Our paper at the HDCA 2023 Conference in Sofia presented the qualitative study among medical staff treating people living with HIV in the approved centers of the Military Hospitals of Cotonou and Douala. The aim was to analyse their ability to provide care for HIV-positive people living with disabilities. In particular, the analysis of the content of the interviews had highlighted various obstacles to the follow up of these persons, but above all the lack of data to identify them. It had also been highlighted that medical staff lacked knowledge about their reproductive health and wishes to have children.

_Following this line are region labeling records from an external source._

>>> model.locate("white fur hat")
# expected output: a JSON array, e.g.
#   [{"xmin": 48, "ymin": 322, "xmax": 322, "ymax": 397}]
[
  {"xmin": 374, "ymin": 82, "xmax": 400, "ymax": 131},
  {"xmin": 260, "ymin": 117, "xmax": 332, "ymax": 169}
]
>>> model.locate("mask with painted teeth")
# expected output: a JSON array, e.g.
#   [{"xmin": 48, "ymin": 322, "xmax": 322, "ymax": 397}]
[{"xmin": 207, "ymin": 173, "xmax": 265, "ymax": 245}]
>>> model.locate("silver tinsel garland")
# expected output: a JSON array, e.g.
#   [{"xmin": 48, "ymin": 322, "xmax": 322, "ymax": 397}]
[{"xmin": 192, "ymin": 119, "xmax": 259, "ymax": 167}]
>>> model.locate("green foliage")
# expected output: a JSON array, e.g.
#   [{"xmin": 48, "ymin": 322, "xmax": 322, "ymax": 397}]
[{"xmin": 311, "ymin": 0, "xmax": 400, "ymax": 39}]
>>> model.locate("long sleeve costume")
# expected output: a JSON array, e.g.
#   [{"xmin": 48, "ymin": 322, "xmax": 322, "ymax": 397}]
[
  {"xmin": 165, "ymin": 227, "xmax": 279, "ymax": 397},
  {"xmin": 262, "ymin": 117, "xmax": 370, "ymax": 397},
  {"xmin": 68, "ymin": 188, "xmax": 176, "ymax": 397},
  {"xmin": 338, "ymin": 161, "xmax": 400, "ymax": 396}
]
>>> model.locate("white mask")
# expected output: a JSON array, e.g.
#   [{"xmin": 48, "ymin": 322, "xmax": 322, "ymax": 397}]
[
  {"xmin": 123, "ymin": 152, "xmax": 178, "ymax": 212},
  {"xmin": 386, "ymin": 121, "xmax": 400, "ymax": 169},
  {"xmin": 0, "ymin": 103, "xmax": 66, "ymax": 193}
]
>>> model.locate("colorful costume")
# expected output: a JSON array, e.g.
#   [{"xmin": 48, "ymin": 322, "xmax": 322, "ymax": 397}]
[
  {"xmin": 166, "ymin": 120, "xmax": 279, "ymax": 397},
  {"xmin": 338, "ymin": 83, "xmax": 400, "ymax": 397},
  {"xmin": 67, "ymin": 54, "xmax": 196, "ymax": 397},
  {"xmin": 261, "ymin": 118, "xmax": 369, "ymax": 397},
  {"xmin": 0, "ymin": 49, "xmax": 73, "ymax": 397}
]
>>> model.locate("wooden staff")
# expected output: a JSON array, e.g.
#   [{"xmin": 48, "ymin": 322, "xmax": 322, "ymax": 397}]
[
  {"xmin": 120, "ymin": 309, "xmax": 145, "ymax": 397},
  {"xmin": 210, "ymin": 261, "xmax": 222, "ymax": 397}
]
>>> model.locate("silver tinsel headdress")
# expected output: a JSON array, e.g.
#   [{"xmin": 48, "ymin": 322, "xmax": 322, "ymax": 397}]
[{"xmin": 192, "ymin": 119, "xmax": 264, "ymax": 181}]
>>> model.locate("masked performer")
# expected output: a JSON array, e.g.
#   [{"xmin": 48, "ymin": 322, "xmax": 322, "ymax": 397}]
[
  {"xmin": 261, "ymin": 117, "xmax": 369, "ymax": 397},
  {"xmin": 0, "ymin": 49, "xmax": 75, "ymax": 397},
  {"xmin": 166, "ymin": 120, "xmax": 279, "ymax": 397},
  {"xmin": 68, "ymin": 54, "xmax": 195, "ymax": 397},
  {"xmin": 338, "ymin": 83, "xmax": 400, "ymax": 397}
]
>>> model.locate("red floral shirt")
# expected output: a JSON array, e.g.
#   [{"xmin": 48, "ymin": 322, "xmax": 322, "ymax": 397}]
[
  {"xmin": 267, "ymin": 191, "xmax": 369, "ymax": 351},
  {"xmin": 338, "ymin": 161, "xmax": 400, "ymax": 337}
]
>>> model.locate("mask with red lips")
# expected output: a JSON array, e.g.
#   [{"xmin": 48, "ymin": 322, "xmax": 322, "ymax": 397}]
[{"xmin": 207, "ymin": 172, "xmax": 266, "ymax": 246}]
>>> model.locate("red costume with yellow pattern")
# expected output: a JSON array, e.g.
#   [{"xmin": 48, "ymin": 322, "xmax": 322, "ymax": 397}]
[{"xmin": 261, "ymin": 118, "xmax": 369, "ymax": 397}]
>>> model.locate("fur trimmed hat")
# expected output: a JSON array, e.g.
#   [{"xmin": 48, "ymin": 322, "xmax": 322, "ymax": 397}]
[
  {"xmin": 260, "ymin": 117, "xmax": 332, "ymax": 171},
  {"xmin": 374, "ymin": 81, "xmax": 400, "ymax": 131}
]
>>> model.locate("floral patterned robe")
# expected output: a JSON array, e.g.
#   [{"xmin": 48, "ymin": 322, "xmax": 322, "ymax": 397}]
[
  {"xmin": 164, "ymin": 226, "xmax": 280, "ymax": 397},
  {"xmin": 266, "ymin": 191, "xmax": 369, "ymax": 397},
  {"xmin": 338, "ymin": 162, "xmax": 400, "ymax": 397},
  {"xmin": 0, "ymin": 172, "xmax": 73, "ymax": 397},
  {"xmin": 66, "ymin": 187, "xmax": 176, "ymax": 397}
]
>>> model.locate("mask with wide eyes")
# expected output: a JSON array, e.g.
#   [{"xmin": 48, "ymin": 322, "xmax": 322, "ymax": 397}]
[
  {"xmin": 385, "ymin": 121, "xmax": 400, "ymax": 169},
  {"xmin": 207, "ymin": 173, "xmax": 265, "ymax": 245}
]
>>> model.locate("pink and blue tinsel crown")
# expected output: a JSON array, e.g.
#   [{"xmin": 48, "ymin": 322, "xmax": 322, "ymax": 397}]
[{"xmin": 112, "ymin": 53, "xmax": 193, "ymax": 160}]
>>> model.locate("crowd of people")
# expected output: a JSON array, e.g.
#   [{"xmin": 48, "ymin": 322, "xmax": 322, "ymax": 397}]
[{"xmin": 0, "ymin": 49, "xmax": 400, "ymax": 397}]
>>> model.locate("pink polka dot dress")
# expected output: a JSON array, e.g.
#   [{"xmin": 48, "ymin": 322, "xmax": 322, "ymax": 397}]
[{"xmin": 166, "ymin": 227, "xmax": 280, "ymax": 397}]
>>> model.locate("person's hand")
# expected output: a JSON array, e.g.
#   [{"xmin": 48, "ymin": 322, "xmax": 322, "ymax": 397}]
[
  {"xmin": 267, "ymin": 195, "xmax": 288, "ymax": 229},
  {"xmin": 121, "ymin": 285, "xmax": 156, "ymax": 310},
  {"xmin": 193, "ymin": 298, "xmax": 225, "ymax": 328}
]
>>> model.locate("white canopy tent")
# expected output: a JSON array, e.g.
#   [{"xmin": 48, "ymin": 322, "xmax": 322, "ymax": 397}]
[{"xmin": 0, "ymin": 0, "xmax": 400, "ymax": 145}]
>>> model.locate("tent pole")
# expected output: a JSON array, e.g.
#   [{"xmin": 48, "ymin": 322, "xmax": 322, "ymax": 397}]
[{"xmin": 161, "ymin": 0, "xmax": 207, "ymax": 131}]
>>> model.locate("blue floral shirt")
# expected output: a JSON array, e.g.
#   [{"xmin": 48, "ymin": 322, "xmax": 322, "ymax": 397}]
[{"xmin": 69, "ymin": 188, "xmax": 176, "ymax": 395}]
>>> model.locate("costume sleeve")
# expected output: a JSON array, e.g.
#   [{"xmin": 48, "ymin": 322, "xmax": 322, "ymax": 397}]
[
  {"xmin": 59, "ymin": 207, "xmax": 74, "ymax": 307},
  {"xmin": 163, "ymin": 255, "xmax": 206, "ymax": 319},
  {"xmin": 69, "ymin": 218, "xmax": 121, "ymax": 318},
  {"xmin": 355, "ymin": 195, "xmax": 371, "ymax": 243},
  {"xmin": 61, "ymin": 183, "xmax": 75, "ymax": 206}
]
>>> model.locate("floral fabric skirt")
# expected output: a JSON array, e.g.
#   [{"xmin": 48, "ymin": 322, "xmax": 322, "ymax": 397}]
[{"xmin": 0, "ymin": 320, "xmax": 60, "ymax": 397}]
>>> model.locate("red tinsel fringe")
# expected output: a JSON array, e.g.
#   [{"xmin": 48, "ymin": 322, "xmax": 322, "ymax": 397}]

This paper presents a second part of our study, the results of a questionnaire survey of patients in these services at the Cotonou Hospital, carried out in August 2023. The aim of this paper is to examine the sexual and reproductive health capabilities, and associated factors, of people living with HIV (PLWHIV), including those with disabilities (DPLWHIV). We administered 32 questionnaires, including 16 among people with disabilities; the two subgroups being matched in gender and age. Disabilities are motor, visual, psychological, as well as those visible such as defined in the ICF.

A first group of questions deals with HIV-related knowledge and treatment (antiretroviral uptake, viral load monitoring, serological testing, integration of UNAIDS programme activities). Other issues relate to sex life and contraception, the desire to procreate, family and social integration, including gender-based violence, are also addressed.

The results show a good knowledge of HIV, including the prevention of mother-to-child transmission (75% of PLWHIV and 69% of DPLWHIV are aware of HIV services). People with disabilities are more likely to be sexually active (75% of PLWHIV and 44% of DPLWHIV are sexually active), but the desire to have children is low and slightly higher among people with disabilities (25% of PHAs and 31.25% of PHAs want to have children); however, only 31% of DPLWHIV and 43.75% of PLWHIV use pills, contraceptive injections or implants; 71.44% of PLWHIV and 66.68% of DPLWHIV use male/female condoms; 18.75% of DPLWHIV experienced different types of gender-based violence, but matched PLWHIV experienced none during the period of their treatment.

In conclusion, these initial results show that disability does not seem to prevent people living with HIV from living their sexuality and, for nearly a third of them, from wanting to start a family or expand it. More detailed analyses will allow us to further explore the reproductive life capabilities despite HIV and disability, namely to analyse DPLWHIV ability to living fulfilling sexual and reproductive lives despite barriers associated with care related to HIV and disability. We shall also compare the case of HIV-positive patients in the Cotonou hospital with those presented in the literature on the sexual and reproductive health of HIV-positive people and people with disabilities.